There were several key limitations to this study. In order to enable the large study area, field work was not conducted, choosing instead to use local council data as our ‘gold (reference) standard’. Local council data have been shown accurate in several other regions of the UK, however they are unlikely to be complete, resulting in a potential lack of comparability with previous studies that can relate directly to the food environment reality. Despite this limitation, the strength of results found here suggest that if council data are indeed less complete than we might hope, or are systematically incomplete (for example, across socio-economic divides) they are at least aligned in these respects with POI records. In order to maximise heterogeneity in socio-economic status throughout the study area, quintiles of SES were calculated relative to the study area only. Increased sensitivity in detecting SES differences between LSOAs was useful for these analyses, however, our findings may not be applicable to the most deprived locales, which are substantially under-represented throughout Cambridgeshire (IMD scores are positively skewed towards being lower (less deprived); mean IMD for Cambridgeshire=15.51 (SD=11.44), range of possible IMD scores for England as a whole 0.53-87.80). This potential limitation may lead to a lesser degree of generalisability outside this study area, however it does not compromise the accuracy of these results. To facilitate a fair comparison of the datasets, we attempted to obtain as contemporaneous information as possible. We asked OS and local councils for current data in January 2012 to facilitate this, however, it is possible that either dataset may not reflect the food environment at precisely the same time. Whilst some exclusions in the datasets were made based on food not sold directly to the public (food producers, for example), exclusions of market traders or mobile food stands were made predominantly because addresses were for the traders’ home addresses and not the retail sites themselves. These types of food retailers are likely important sources of food [14, 22], potentially with a socio-economic gradient of use [41, 42], and should be considered where possible in future validation work.
In terms of the POI dataset itself, the data were not without duplicates that needed to be found and removed (n=105).
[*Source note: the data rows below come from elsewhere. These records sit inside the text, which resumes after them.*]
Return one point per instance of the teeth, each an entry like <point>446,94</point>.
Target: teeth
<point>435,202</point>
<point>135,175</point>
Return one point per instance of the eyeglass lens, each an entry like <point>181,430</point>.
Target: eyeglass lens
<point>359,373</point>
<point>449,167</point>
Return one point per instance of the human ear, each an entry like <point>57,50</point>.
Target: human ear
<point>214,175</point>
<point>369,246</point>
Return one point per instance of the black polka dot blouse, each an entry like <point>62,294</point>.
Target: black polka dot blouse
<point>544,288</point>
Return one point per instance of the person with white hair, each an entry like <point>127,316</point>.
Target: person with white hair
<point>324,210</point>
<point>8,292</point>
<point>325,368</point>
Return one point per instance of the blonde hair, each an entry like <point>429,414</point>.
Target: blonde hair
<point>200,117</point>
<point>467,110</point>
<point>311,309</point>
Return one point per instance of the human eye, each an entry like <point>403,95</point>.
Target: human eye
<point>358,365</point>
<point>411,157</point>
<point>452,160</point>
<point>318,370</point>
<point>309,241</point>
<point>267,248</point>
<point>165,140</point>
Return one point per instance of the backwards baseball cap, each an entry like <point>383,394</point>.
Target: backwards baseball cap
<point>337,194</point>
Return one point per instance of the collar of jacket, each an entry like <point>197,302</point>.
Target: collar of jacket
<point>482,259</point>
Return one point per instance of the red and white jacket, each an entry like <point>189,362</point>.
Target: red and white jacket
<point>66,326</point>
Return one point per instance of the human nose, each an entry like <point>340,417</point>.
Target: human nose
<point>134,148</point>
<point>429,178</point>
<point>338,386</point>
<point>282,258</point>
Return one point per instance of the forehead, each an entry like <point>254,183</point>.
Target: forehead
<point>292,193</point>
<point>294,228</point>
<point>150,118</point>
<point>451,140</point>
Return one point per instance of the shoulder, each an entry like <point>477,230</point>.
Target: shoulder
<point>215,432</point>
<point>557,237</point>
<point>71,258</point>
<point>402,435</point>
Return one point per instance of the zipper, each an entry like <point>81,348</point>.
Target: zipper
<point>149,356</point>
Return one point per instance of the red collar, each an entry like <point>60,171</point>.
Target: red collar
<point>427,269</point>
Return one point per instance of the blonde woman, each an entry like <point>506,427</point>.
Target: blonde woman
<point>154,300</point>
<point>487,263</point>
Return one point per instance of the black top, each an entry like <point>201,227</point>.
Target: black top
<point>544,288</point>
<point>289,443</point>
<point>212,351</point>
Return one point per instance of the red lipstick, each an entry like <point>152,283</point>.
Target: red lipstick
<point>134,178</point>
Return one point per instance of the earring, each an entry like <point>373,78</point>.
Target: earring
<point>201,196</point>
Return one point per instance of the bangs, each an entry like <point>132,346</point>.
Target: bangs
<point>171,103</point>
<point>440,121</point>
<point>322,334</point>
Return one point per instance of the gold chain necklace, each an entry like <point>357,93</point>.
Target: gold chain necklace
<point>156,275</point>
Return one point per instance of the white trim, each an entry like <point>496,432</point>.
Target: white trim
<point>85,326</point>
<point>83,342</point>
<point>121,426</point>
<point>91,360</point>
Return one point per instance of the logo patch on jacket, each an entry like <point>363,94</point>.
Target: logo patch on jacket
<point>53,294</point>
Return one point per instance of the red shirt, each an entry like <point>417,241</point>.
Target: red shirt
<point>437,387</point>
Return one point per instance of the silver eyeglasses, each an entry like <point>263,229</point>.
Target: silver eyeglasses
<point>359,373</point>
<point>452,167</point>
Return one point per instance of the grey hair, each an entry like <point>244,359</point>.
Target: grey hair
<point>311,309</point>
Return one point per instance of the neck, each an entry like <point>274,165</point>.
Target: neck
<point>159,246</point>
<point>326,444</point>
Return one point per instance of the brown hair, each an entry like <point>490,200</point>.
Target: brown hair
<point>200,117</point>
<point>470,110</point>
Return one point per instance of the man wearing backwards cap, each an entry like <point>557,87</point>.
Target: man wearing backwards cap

The classification system supplied was too general to be of real use in most health research (for details see, http://www.ordnancesurvey.co.uk/oswebsite/docs/product-schemas/points-of-interest-classifications-scheme.pdf) so a project specific classification scheme such as the one used here would almost certainly be required. POI contains records beyond simply the foodscape, making it difficult to discern whether listed establishments sold food or not. In council datasets, outlets are listed precisely because they sell food. This breadth may lead to the omission of important sources of food within the environment, for example from pharmacies, such as Boots the Chemist, a national chain that often but not always sells food items. Investigative work would be required when using POI data to determine whether or not each of these individual stores sells food.